Honolulu Police Department (HPD) - Lieutenant Lee reported the following:
• November 2018 Statistics: There were 10 motor vehicle thefts, 5 burglaries, 58 thefts, 32 unauthorized entries into motor vehicles (UEMV), 19 assaults, 4 sex assaults, 1 graffiti incident, 6 drug offenses, and 2,319 total calls for service.
• Safety Tip - Burglary Prevention: Make sure to keep you doors locks, sliding and glass doors should be secured with a lock, make sure no one can reach into windows, be a good neighbor and look out for you them as well, catalogue your valuables, and keep track of where important documents are. 
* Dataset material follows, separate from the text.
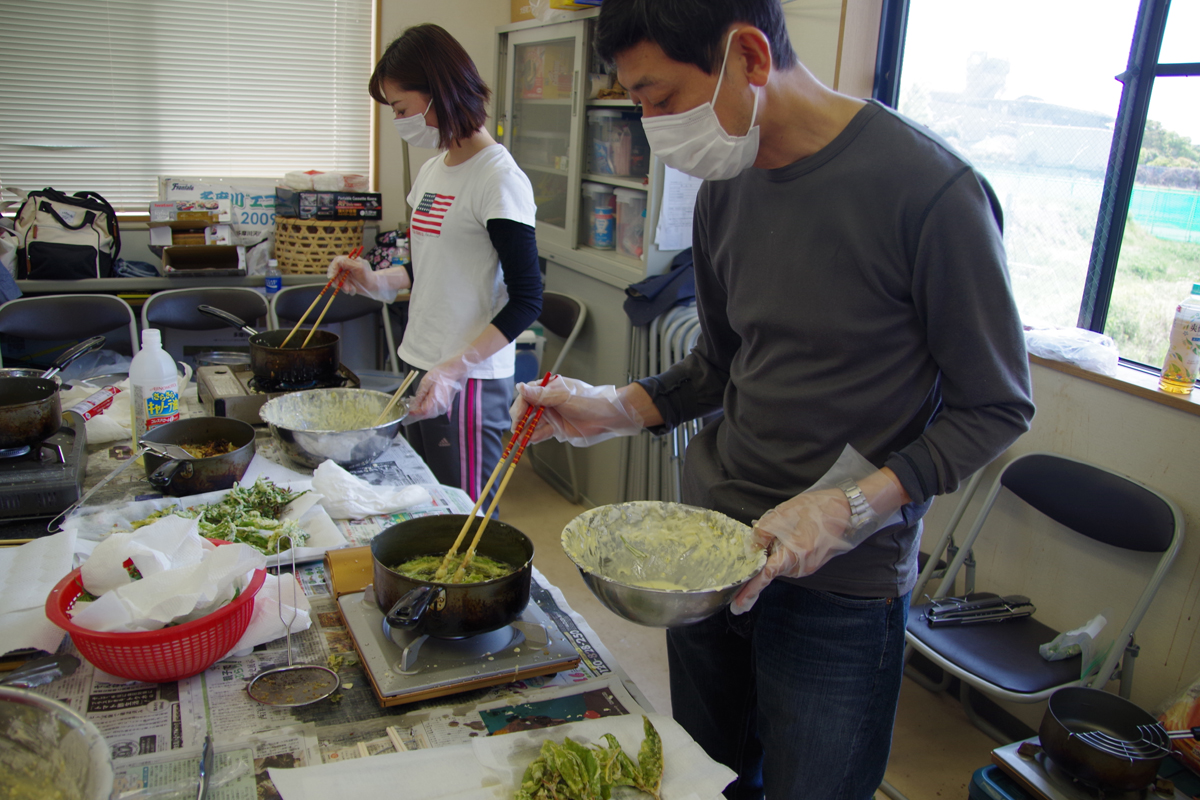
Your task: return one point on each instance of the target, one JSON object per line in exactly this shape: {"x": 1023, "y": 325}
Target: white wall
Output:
{"x": 473, "y": 23}
{"x": 1155, "y": 444}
Honolulu Fire Department (HFD) - Captain Youth reported the following:
• November 2018 Statistics: There were 3 structure fires, 6 activated alarms (no fire), 159 medical emergencies, and 2 motor vehicle collisions with a pedestrian.
• Safety Tip - Holiday Safety: Dried Christmas trees, wreaths, and other natural decorations are extremely flammable. Remove them from your home as soon as possible. Consider disposing them in your green waste bin or taking them to your nearest refuse center. Aerial fireworks and novelty items such as sparklers and fountains are illegal on Oahu. Firecrackers are legal on Oahu and require a permit to purchase and use. Firecrackers are dangerous and should only be used by a responsible adult. The safest way to enjoy fireworks is to attend a public safety display conducted by trained professionals. 

Questions, comments, and concerns followed:
1. Robberies: Caravalho raised concerns with the increase in robberies during the evening and night. 
2. Cameras: Logue raised concerns with the current lack of cameras in Chinatown. 
3. Weapons: Tom asked about the legality of personal weapons. 
4. Homeless: A community member raised concerns with homeless people having open containers of alcohol in public. A community member raised concerns with homeless people threatening pedestrians and businesses in Chinatown. 

Neighborhood Citizens Patrol (NCP) - Mollring reported that the NCP has continued patrolling every Tuesday. They have noticed an increase in crime, potholes, and broken pavers.

Residents' and Community Concerns 
• Hallowbaloo: The event organizer of Hallowbaloo have an after event report. He stated that the event went very well and he has received great feedback. 
• APEX Film: A representative from APEX Film stated that they will be filming in Chinatown. 
• Parking: A community member submitted testimony to the Board that stated complaints towards Hank's Café. 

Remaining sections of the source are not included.